Ditelusuri lebih dalam, sejatinya Allah SWT menciptakan manusia di
bumi sebagai khalifah hanyalah untuk beribadah (liya’buduni). Secara
tipologis, ibadah dibagi menjadi dua; ibadah yang bersifat mahdlah dan ghairu mahdlah. Kendati semua ulama
sepakat bahwa segala aktivitas yang berkaitan dengan niat yang baik dan ikhlas
adalah ibadah. Dalam hal melaksanakan ibadah, Islam mensyaratkan tempat yang
bernama masjid. Masjid dalam perjalanan sejarah perkembangan Islam memainkan
peran vital yang tak bisa dinafikan. Fungsinya tidak hanya sebagai tempat
beribadah kepada Allah, melainkan sebagai pusat transformasi keilmuan dan basis
penyebaran agama Islam (dakwah). Tidak mengherankan jika pada dalam setiap
aktivitas Rasul, masjid menjadi pusat perdaban yang tak bisa dipungkiri. Ini
dibuktikan dengan Nabi ketika hijrah ke Madinah yang pertama kali dibangun
adalah masjid, bukan yang lainnya. Masjid baik pada era pertumbuhan awal Islam
dan proses penyebaran dakwah Islam memainkan peran penting. Pendek kata,
keberadaan masjid dalam Islam diakui merupakan entitas yang urgen dan penting.

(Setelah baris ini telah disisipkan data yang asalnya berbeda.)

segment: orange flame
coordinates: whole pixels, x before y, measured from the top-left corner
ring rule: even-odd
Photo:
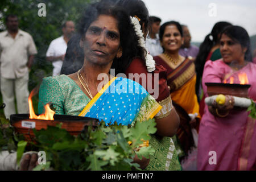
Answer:
[[[230,77],[230,84],[234,84],[234,77]]]
[[[240,81],[240,84],[249,84],[248,78],[247,77],[246,73],[238,73],[238,78],[239,81]]]
[[[51,110],[49,107],[49,104],[47,104],[44,106],[44,113],[43,113],[39,115],[37,115],[35,114],[34,110],[33,105],[32,104],[32,97],[36,94],[38,91],[38,88],[36,88],[34,89],[30,93],[30,96],[28,97],[28,106],[30,107],[30,119],[42,119],[42,120],[52,120],[53,121],[53,115],[55,112]]]

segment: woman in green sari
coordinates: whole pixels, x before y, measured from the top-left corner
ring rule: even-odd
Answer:
[[[86,10],[79,31],[84,65],[73,74],[43,79],[39,112],[51,102],[56,114],[96,118],[106,125],[115,121],[133,125],[152,118],[162,106],[146,89],[135,81],[109,74],[112,68],[119,73],[134,52],[144,51],[127,14],[104,2],[94,3]],[[145,159],[135,161],[142,168],[148,163]]]

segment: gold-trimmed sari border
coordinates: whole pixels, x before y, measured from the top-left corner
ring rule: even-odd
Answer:
[[[96,102],[98,99],[102,96],[102,94],[106,91],[106,90],[110,86],[112,82],[115,80],[117,77],[114,77],[110,81],[109,81],[108,84],[106,84],[103,88],[100,90],[99,92],[93,98],[93,99],[86,105],[86,106],[84,108],[82,111],[79,114],[79,116],[85,116],[89,110],[90,110],[90,108],[93,106],[93,105]]]

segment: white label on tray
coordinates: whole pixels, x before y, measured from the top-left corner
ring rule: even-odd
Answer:
[[[22,126],[29,129],[34,129],[35,128],[35,122],[22,121]]]

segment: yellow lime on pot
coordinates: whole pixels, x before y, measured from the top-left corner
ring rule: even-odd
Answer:
[[[225,104],[225,101],[226,100],[226,97],[223,94],[218,94],[216,97],[216,102],[218,105],[224,105]]]

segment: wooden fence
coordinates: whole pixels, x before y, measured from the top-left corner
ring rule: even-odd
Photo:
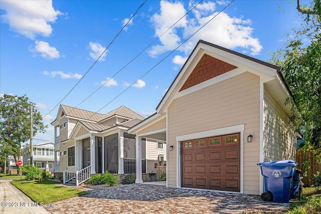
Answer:
[[[304,183],[304,186],[310,186],[312,184],[311,179],[313,174],[316,173],[317,171],[321,172],[321,164],[316,162],[316,160],[312,156],[312,152],[307,152],[306,158],[309,168],[307,169],[307,176],[303,177],[302,181]],[[303,151],[297,151],[296,152],[296,162],[298,163],[299,165],[296,167],[296,168],[301,170],[303,173],[304,173],[302,168],[304,159]]]

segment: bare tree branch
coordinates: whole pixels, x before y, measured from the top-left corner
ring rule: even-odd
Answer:
[[[298,11],[299,12],[302,14],[310,14],[312,15],[316,15],[318,14],[317,11],[310,11],[310,10],[302,10],[300,6],[300,0],[296,0],[296,3],[297,3],[296,10],[297,10],[297,11]]]

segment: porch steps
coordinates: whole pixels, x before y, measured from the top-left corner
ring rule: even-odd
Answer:
[[[65,184],[66,185],[69,185],[70,186],[75,186],[76,183],[76,178],[73,178]]]

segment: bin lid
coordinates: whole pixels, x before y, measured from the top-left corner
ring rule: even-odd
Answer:
[[[263,162],[257,164],[260,166],[295,166],[298,165],[293,160],[276,160],[272,162]]]

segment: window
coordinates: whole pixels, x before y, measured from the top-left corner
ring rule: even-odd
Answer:
[[[75,146],[68,148],[68,166],[75,165]]]
[[[162,142],[157,142],[157,148],[158,149],[163,148],[163,143]]]
[[[210,138],[210,145],[221,145],[221,137]]]
[[[205,146],[205,139],[202,139],[200,140],[196,140],[196,147]]]
[[[192,141],[185,142],[184,143],[184,148],[192,148]]]
[[[238,142],[237,135],[233,135],[226,137],[226,143],[236,143]]]

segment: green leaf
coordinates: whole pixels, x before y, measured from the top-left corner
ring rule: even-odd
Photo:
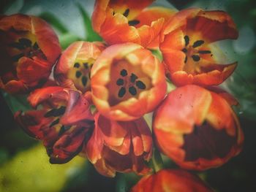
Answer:
[[[69,32],[66,26],[61,23],[60,20],[57,18],[57,17],[56,17],[53,14],[48,12],[44,12],[38,16],[45,20],[48,23],[56,28],[60,33],[67,34]]]
[[[77,6],[83,17],[83,23],[86,31],[86,41],[102,41],[102,39],[92,28],[91,19],[88,13],[79,3],[77,4]]]
[[[63,50],[65,50],[71,43],[81,40],[79,37],[70,33],[60,35],[59,39]]]

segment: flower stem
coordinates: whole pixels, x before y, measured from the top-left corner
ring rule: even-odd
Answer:
[[[160,153],[156,148],[154,148],[153,150],[152,163],[153,163],[153,168],[155,172],[159,172],[164,167],[164,164],[162,162]]]

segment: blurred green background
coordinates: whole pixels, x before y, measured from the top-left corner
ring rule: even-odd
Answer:
[[[222,87],[240,101],[236,107],[245,141],[243,151],[217,169],[198,173],[216,191],[256,191],[256,3],[254,0],[170,0],[161,5],[181,9],[197,7],[227,11],[239,30],[236,41],[219,44],[227,63],[238,61],[235,73]],[[1,0],[1,14],[21,12],[39,16],[49,22],[63,49],[77,40],[100,40],[91,29],[90,15],[94,1]],[[14,122],[12,112],[27,109],[26,96],[0,97],[0,191],[127,191],[139,177],[117,174],[101,176],[82,157],[62,165],[48,162],[42,145],[29,137]],[[176,167],[167,161],[167,167]]]

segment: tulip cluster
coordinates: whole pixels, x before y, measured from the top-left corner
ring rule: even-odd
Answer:
[[[43,20],[2,16],[0,87],[29,93],[34,110],[15,120],[42,141],[52,164],[82,154],[107,177],[147,174],[132,191],[212,191],[185,170],[154,173],[147,162],[159,150],[181,169],[203,171],[239,153],[238,101],[217,87],[237,64],[219,63],[211,45],[238,31],[225,12],[148,7],[152,1],[97,0],[92,26],[104,42],[75,42],[62,52]]]

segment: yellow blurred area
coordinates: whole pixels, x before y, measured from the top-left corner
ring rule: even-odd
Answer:
[[[60,191],[86,161],[76,156],[64,164],[50,164],[42,144],[17,153],[0,166],[0,191]]]

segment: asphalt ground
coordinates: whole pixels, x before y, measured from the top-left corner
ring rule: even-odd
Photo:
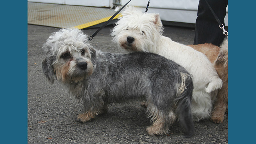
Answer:
[[[111,42],[113,26],[104,28],[90,41],[96,49],[113,53],[123,52]],[[98,28],[84,29],[92,35]],[[179,124],[170,127],[170,135],[149,136],[146,131],[150,125],[145,108],[139,102],[113,104],[105,114],[90,122],[77,122],[83,112],[82,102],[68,95],[58,82],[47,83],[41,63],[45,56],[43,44],[60,28],[28,25],[28,144],[226,144],[228,143],[228,116],[223,123],[209,120],[195,123],[192,137],[185,138]],[[175,41],[193,44],[194,29],[164,26],[164,34]]]

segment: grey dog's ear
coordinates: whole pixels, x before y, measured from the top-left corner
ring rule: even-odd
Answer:
[[[55,74],[52,65],[52,59],[51,57],[46,57],[42,62],[42,68],[44,74],[46,77],[47,81],[52,84],[54,83]]]
[[[90,48],[90,50],[91,51],[90,53],[91,53],[91,55],[92,56],[92,59],[95,60],[97,56],[96,51],[92,47]]]

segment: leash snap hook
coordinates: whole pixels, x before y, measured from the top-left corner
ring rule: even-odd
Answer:
[[[222,27],[220,27],[220,25],[219,25],[219,26],[220,27],[220,28],[222,29],[222,30],[223,31],[222,33],[223,33],[223,34],[228,36],[228,32],[224,29],[224,25],[223,25],[223,24],[222,24]]]
[[[92,36],[90,36],[88,38],[88,40],[89,41],[91,41],[92,39]]]

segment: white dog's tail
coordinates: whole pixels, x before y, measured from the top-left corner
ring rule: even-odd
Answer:
[[[205,88],[205,92],[210,93],[217,89],[220,89],[222,87],[222,81],[218,76],[214,76],[212,78],[208,86]]]
[[[228,38],[225,38],[220,47],[220,53],[213,62],[214,67],[228,66]]]

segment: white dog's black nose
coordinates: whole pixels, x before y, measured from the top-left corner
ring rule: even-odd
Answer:
[[[77,66],[80,68],[84,70],[87,68],[87,63],[86,62],[80,62],[77,64]]]
[[[132,43],[134,41],[134,38],[131,36],[128,36],[127,37],[127,42],[129,43]]]

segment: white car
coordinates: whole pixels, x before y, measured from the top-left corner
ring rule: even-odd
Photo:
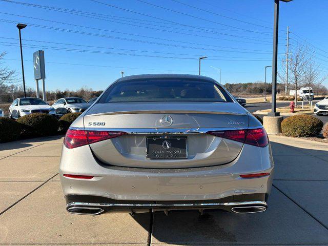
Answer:
[[[33,113],[43,113],[56,117],[55,109],[42,99],[36,97],[16,98],[9,107],[9,117],[12,119],[18,119]]]
[[[64,97],[57,100],[52,106],[57,114],[85,111],[92,104],[79,97]]]
[[[314,106],[314,113],[317,115],[327,115],[328,114],[328,97],[316,104]]]

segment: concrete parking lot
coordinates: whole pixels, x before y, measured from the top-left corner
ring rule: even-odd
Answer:
[[[68,214],[57,174],[63,137],[0,145],[0,245],[328,245],[328,145],[270,137],[265,213]]]

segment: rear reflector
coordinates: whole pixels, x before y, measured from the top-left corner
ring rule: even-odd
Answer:
[[[126,134],[124,132],[68,129],[64,140],[64,144],[67,148],[73,149]]]
[[[63,176],[67,178],[80,178],[82,179],[91,179],[94,176],[75,175],[75,174],[63,174]]]
[[[208,132],[207,133],[259,147],[265,147],[269,144],[268,135],[263,128],[248,130],[214,131]]]
[[[253,173],[252,174],[241,174],[239,175],[242,178],[258,178],[264,176],[270,175],[270,173]]]

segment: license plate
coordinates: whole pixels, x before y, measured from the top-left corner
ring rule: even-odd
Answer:
[[[188,158],[187,137],[148,137],[146,157],[151,159]]]

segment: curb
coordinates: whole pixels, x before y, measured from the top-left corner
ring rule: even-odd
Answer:
[[[259,101],[258,102],[247,102],[247,101],[246,101],[246,105],[247,105],[248,104],[265,104],[266,102],[271,102],[270,101]]]
[[[255,113],[256,114],[260,114],[262,115],[267,115],[268,112],[262,112],[261,110],[257,110]],[[310,113],[281,113],[281,116],[291,116],[292,115],[300,115],[301,114],[312,115],[315,114],[314,112],[311,112]]]
[[[315,141],[314,140],[310,140],[310,139],[305,139],[304,138],[302,138],[301,137],[288,137],[287,136],[282,136],[281,135],[271,135],[269,136],[274,136],[274,137],[273,137],[273,138],[287,138],[289,140],[297,140],[297,141],[306,141],[306,142],[308,142],[309,144],[314,144],[314,143],[316,143],[316,145],[318,145],[319,146],[324,146],[325,147],[328,147],[328,142],[326,143],[326,142],[320,142],[319,141]],[[274,141],[273,140],[273,142],[274,142]]]

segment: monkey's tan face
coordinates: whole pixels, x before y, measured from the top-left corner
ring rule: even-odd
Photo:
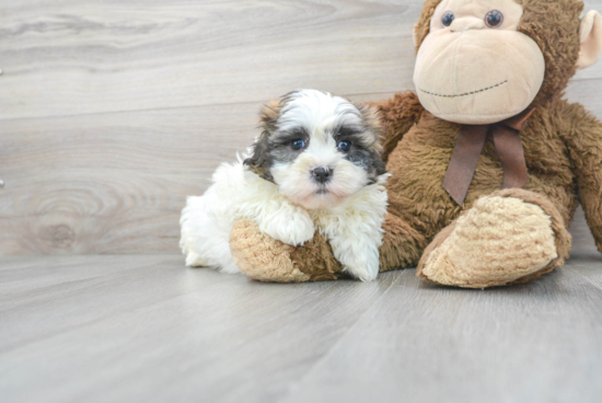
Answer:
[[[514,0],[443,0],[416,60],[422,106],[473,125],[524,111],[542,87],[545,62],[537,44],[517,31],[522,13]]]

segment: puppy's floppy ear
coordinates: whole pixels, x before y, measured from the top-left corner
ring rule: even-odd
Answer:
[[[361,114],[363,127],[373,136],[374,145],[372,146],[372,151],[381,154],[383,150],[382,140],[384,137],[384,129],[379,108],[370,104],[356,104],[356,106]]]
[[[259,112],[259,128],[262,129],[262,134],[253,145],[253,156],[244,160],[244,164],[248,166],[251,172],[269,182],[274,182],[274,177],[269,172],[271,165],[269,137],[277,128],[278,116],[281,110],[282,102],[280,100],[270,101],[262,107]]]

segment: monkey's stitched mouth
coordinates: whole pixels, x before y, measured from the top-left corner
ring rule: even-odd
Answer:
[[[422,90],[421,88],[418,88],[418,90],[420,90],[421,92],[424,92],[425,94],[429,94],[429,95],[435,95],[435,96],[441,96],[441,97],[460,97],[460,96],[467,96],[467,95],[474,95],[474,94],[478,94],[481,92],[485,92],[485,91],[489,91],[489,90],[493,90],[497,87],[500,87],[500,85],[503,85],[508,82],[508,80],[505,80],[502,82],[499,82],[495,85],[491,85],[491,87],[487,87],[487,88],[484,88],[482,90],[477,90],[477,91],[471,91],[471,92],[465,92],[463,94],[455,94],[455,95],[443,95],[443,94],[437,94],[435,92],[430,92],[430,91],[426,91],[426,90]]]

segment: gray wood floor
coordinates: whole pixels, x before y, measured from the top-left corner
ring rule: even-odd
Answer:
[[[175,254],[186,195],[262,103],[413,88],[421,4],[0,0],[0,402],[600,402],[581,214],[564,268],[487,291],[266,285]],[[599,62],[566,94],[602,117],[601,93]]]
[[[0,0],[0,255],[177,253],[185,197],[262,103],[414,88],[422,3]],[[567,97],[602,117],[601,93],[599,62]]]
[[[2,402],[600,402],[602,256],[460,290],[275,285],[178,255],[0,263]]]

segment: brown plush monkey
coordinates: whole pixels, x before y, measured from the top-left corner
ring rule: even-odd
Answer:
[[[377,104],[392,177],[381,272],[482,288],[562,266],[579,204],[602,252],[602,125],[563,100],[602,51],[578,0],[427,0],[415,27],[416,93]],[[327,240],[274,241],[248,220],[231,247],[268,281],[338,278]],[[276,258],[277,257],[277,258]],[[278,262],[276,267],[276,263]]]

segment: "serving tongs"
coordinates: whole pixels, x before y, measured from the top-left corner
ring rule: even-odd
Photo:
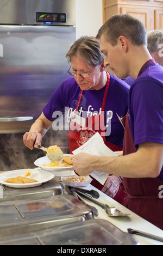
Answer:
[[[69,187],[68,186],[68,187]],[[115,208],[115,207],[110,207],[106,204],[103,204],[102,203],[99,202],[97,200],[94,199],[93,198],[92,198],[92,197],[90,197],[90,196],[82,192],[81,191],[77,191],[76,188],[73,188],[73,190],[77,193],[77,194],[79,194],[79,195],[82,197],[84,197],[87,200],[93,203],[95,203],[95,204],[100,206],[102,208],[105,210],[108,215],[110,217],[125,216],[129,215],[129,214],[123,214],[120,211],[119,211],[119,210],[118,210],[117,208]]]
[[[75,188],[77,192],[79,191],[83,193],[85,193],[86,194],[90,194],[94,198],[99,198],[99,193],[98,193],[97,191],[96,191],[96,190],[85,190],[84,188],[80,188],[79,187],[71,187],[71,186],[68,186],[68,187],[70,189]]]
[[[60,149],[59,149],[59,150],[58,152],[51,152],[49,150],[49,148],[46,148],[44,147],[41,146],[40,145],[39,145],[36,148],[45,151],[47,153],[47,156],[51,161],[58,162],[63,158],[63,153]]]
[[[135,235],[141,235],[142,236],[145,236],[145,237],[151,238],[151,239],[154,239],[155,240],[163,242],[163,237],[161,237],[156,235],[146,233],[145,232],[143,232],[142,231],[136,230],[135,229],[133,229],[131,228],[128,228],[127,231],[129,234],[135,234]]]
[[[93,214],[95,216],[98,216],[98,212],[97,209],[93,206],[92,205],[90,205],[90,204],[86,204],[82,199],[82,198],[75,191],[73,188],[70,188],[71,187],[69,187],[68,186],[65,186],[65,188],[66,191],[68,192],[68,193],[70,194],[72,194],[76,198],[79,199],[80,201],[82,202],[83,204],[85,204],[86,206],[87,206],[89,209],[90,209],[92,212],[93,212]]]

Hadits tentang pelarangan berbangga-banggaan dengan kemewahan bangunan
dan hiasan masjid merupakan hadits yang mempunyai korelasi kuat dan kesesuaian
dengan perintah memakmurkan masjid. Islam tidak menyukai, apabila masjid
dibangun dengan megah, namun sepi dan kosong dari aktivitas ibadah. Masjid
hanya dijadikan sebagai hiasan dan tempat wisata yang jauh dari ketaatan kepada
Allah. Masjid hanya berfungsi sebagai tempat ziarah yang tak berfungsi apapun
dan tak lebih dari sekedar hiasan. Maka dari itu memakmurkan masjid merupakan
ibadah yang dijamin kemuliaan dan pahala serta balasan yang besar di sisi
Allah. Sebagaimana firman Allah: dalam QS al-Taubah Ayat 18 tentang Para
Pemakmur Masjid sebagai berikut:
إِنَّمَا
يَعۡمُرُ مَسَـٰجِدَ ٱللَّهِ مَنۡ ءَامَنَ بِٱللَّهِ وَٱلۡيَوۡمِ ٱلۡأَخِرِ
وَأَقَامَ ٱلصَّلَوٰةَ وَءَاتَى ٱلزَّڪَوٰةَ وَلَمۡ يَخۡشَ إِلَّا ٱللَّهَۖ
فَعَسَىٰٓ أُوْلَـٰٓٮِٕكَ أَن يَكُونُواْ مِنَ ٱلۡمُهۡتَدِينَ
Artinya: “Hanyalah yang memakmurkan masjid-masjid Allah ialah orang-orang yang
beriman kepada Allah dan hari akhir, serta tetap mendirikan shalat, menunaikan
zakat dan tidak takut (kepada siapa pun) selain kepada Allah, maka
mudah-mudahan mereka termasuk orang-orang yang mendapat petunjuk” (QS. al-Taubah: 18)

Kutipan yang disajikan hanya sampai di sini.